Houndfish, Tylosurus cocrodilus
The Houndfish, Tylosurus crocodilus, whose common Spanish name is agujón lisero, is the largest member in the family Belonidae, the Needlefishes, known as agujónes in Mexico. It is also known as the Crocodile Needlefish and the Giant Mexican Needlefish. Globally, there are only six species in the genus Tylosurus, of which three are found in Mexican waters, two in both the Atlantic and the Pacific and one in just the Pacific. This is one of the few species found in Mexican waters of both oceans.
The Houndfish have slender elongated rounded bodies with a dark blue-green upper body, silvery sides, and a white belly. They have large eyes and their beaks are stout, straight, of modest equal lengths (16-18% of standard length), and equipped with many very large, long, and pointed teeth. Their caudal fin is lunate with the lower lobe being much longer than the upper lobe. Their pectoral and pelvic fins are relatively long.
The Houndfish are an oceanic pelagic fish found in the first ten feet of the water column. They reach a maximum length of 162 cm (64 inches) and a maximum girth of 41 cm (16 inch), as documented by a fish that was caught off the beach near La Paz by Neil Kelly. They travel in large massive schools showing up in a chum line and can be taken as a by-catch on live bait. They are finicky eaters that like to play with their food and are difficult to hook. They are more inshore than other Needlefish; if you catch a Needlefish off the beach it will most likely be this species. They are found in all Mexican waters of the Pacific, with the exception of waters north of Cedros Island along the west coast of Baja. They are a poorly studied species and very little is known about their behavioral patterns.
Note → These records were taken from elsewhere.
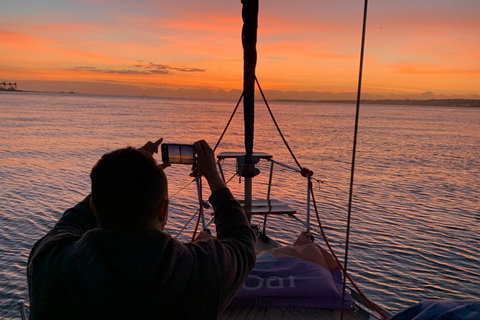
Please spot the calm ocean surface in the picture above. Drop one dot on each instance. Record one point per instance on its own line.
(416, 214)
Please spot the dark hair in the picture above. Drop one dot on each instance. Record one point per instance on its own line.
(127, 189)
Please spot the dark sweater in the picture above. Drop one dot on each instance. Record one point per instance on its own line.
(78, 271)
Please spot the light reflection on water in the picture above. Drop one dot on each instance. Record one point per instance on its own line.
(416, 210)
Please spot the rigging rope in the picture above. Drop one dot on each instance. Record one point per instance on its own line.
(352, 173)
(327, 243)
(228, 123)
(278, 128)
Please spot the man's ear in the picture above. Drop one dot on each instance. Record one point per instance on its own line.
(163, 214)
(92, 206)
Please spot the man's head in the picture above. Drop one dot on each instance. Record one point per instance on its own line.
(129, 190)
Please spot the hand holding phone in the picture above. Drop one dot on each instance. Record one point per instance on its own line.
(178, 153)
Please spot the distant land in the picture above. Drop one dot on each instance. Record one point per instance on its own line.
(473, 103)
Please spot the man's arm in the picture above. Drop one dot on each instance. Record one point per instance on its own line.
(234, 254)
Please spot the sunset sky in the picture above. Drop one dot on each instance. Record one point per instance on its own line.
(192, 48)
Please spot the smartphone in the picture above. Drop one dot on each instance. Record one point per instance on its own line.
(178, 153)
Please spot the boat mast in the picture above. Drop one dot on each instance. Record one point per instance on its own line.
(249, 41)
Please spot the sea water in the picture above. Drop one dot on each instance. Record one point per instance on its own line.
(415, 215)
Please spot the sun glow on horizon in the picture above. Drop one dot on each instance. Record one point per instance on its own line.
(193, 45)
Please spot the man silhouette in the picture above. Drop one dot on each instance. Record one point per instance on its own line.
(108, 257)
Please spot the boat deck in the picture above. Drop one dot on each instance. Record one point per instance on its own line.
(264, 313)
(272, 313)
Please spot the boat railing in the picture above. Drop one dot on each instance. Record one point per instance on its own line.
(20, 307)
(270, 206)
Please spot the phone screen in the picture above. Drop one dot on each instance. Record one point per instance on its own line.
(178, 153)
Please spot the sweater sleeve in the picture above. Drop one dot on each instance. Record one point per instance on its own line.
(237, 255)
(44, 263)
(73, 224)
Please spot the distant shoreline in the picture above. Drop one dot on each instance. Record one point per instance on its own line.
(470, 103)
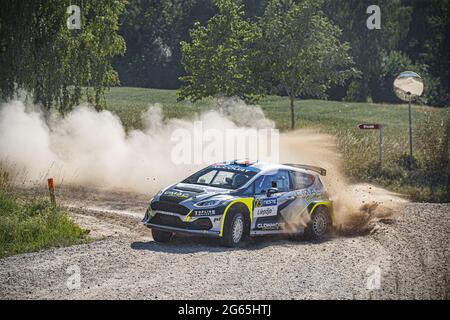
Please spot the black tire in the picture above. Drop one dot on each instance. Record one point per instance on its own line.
(233, 230)
(161, 236)
(320, 224)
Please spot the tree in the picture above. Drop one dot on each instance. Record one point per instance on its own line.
(370, 48)
(428, 43)
(221, 58)
(301, 50)
(153, 30)
(39, 54)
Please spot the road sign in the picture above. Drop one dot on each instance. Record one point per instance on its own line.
(366, 126)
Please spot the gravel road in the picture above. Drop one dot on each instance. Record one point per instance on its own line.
(405, 259)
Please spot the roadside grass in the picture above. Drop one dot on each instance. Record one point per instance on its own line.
(32, 225)
(359, 148)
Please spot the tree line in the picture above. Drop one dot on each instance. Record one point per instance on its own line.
(248, 48)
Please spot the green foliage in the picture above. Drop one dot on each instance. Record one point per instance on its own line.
(433, 138)
(221, 58)
(27, 226)
(39, 54)
(301, 49)
(370, 48)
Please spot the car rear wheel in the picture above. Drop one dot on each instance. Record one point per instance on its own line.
(320, 224)
(161, 236)
(234, 229)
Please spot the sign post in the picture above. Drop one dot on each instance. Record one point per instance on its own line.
(51, 189)
(374, 126)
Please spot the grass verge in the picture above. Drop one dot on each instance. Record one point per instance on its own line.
(32, 225)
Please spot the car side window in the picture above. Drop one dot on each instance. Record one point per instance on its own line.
(302, 180)
(279, 180)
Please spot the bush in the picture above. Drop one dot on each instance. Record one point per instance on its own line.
(33, 225)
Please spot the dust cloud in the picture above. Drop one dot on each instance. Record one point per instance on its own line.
(92, 148)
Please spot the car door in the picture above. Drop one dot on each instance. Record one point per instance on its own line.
(296, 214)
(266, 207)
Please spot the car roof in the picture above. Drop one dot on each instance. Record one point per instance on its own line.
(262, 167)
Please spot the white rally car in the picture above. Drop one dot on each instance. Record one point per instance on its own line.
(234, 199)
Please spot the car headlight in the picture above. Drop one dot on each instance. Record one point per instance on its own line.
(208, 203)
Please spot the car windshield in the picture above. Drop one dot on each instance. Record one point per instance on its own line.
(221, 177)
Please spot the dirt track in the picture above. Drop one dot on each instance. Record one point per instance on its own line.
(412, 254)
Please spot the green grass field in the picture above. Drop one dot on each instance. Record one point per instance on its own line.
(359, 147)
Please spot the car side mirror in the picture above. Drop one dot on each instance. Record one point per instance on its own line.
(272, 191)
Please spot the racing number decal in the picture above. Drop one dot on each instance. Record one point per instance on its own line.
(265, 207)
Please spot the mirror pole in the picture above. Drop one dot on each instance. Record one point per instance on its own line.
(410, 135)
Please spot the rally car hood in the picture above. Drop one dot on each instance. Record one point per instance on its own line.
(184, 191)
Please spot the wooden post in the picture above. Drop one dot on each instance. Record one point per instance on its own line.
(51, 189)
(381, 146)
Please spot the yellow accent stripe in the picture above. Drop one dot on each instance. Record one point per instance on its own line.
(247, 201)
(188, 218)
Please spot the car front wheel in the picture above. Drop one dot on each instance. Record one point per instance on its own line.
(320, 224)
(234, 229)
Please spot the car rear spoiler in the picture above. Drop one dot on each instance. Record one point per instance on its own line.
(319, 170)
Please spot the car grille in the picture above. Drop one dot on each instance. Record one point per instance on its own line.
(176, 222)
(170, 207)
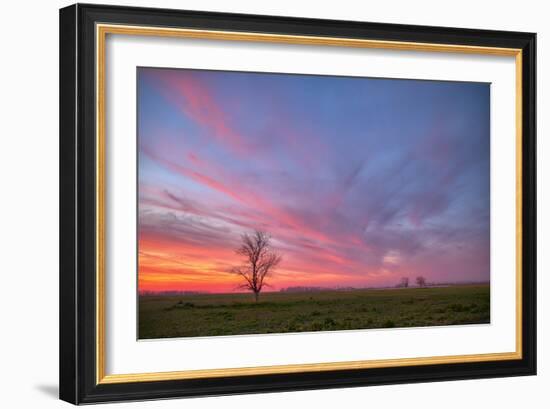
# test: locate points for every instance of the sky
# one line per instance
(358, 181)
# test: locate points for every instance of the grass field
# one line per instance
(232, 314)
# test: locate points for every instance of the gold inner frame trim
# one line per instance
(101, 33)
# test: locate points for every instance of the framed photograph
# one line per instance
(257, 203)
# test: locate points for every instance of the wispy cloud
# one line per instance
(359, 181)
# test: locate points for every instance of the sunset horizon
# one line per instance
(358, 181)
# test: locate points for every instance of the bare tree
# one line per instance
(259, 261)
(421, 281)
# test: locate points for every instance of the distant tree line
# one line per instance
(404, 282)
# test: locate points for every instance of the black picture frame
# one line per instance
(78, 360)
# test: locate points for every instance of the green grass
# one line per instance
(233, 314)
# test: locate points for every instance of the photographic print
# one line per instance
(281, 203)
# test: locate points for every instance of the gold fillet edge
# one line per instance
(100, 206)
(285, 369)
(103, 29)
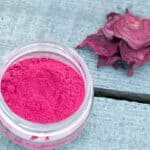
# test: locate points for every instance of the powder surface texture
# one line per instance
(42, 90)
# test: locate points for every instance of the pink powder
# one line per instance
(42, 90)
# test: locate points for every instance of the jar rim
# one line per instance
(57, 129)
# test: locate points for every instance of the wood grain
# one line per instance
(112, 125)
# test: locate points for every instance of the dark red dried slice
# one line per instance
(107, 61)
(135, 58)
(100, 44)
(132, 29)
(108, 29)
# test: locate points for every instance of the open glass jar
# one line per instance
(41, 136)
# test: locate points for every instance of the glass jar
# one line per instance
(41, 136)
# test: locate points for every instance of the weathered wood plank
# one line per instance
(69, 22)
(113, 125)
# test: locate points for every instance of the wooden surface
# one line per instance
(113, 124)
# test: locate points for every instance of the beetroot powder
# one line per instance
(42, 90)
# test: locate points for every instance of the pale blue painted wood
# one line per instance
(113, 125)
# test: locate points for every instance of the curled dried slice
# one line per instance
(100, 44)
(134, 30)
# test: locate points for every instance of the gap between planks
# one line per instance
(122, 95)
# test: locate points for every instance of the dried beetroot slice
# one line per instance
(107, 61)
(123, 42)
(108, 29)
(129, 55)
(100, 44)
(132, 29)
(134, 58)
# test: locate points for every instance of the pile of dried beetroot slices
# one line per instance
(124, 42)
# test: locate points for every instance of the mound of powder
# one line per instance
(42, 90)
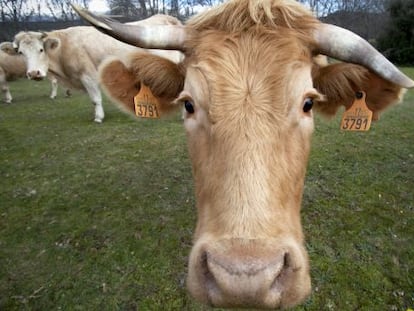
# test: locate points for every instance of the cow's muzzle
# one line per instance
(249, 273)
(35, 75)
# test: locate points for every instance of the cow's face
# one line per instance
(250, 86)
(35, 47)
(249, 123)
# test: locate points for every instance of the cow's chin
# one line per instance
(249, 273)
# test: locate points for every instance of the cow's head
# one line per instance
(35, 46)
(248, 84)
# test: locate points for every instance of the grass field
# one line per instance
(100, 217)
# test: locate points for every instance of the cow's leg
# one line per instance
(91, 86)
(54, 85)
(4, 87)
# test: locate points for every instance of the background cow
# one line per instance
(73, 55)
(13, 66)
(249, 85)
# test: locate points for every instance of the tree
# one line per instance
(398, 41)
(62, 9)
(15, 10)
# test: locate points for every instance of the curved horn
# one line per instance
(164, 37)
(347, 46)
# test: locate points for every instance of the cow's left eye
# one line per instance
(307, 104)
(189, 106)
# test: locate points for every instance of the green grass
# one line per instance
(100, 217)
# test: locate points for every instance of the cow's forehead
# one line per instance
(241, 69)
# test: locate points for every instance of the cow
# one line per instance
(73, 55)
(250, 85)
(13, 66)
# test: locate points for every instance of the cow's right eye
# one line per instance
(189, 106)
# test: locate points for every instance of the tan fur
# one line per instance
(340, 82)
(12, 66)
(249, 69)
(164, 78)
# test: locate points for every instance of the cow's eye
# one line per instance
(189, 106)
(307, 104)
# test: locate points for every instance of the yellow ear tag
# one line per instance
(146, 104)
(358, 117)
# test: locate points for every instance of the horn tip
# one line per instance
(89, 17)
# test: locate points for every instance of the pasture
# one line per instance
(100, 217)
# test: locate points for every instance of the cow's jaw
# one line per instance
(249, 168)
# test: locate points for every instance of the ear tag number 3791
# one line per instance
(358, 117)
(146, 104)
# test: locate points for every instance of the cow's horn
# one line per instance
(164, 37)
(347, 46)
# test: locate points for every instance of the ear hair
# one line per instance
(51, 43)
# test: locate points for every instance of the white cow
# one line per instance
(13, 66)
(73, 55)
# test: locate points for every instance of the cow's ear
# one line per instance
(51, 43)
(123, 82)
(341, 81)
(8, 48)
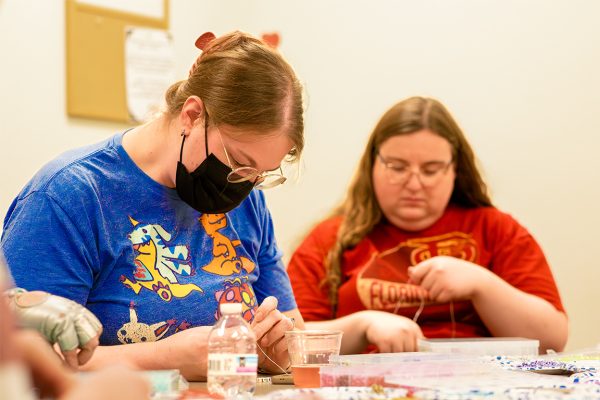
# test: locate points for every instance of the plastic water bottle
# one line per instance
(232, 358)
The Houndfish can be easily confused with the California Needlefish, Strongylura exilis (yellow eyes and fins, thin body profile) and the Pacific Agujón, Tylosurus pacificus (long up-curved beak, forked caudal fin, short pectoral fins).
The Houndfish are viewed by locals as a pest with “too many bones” to be utilized for food. They are either a “catch and release” or retained for use as cut bait for bottom fishing. When hooked they become acrobatic, making spectacular jumps while bending themselves into complete circles, and make mad, short dashes. They are excellent bait stealers inflicting major damage to and weakening monofilament lines with their enormous teeth.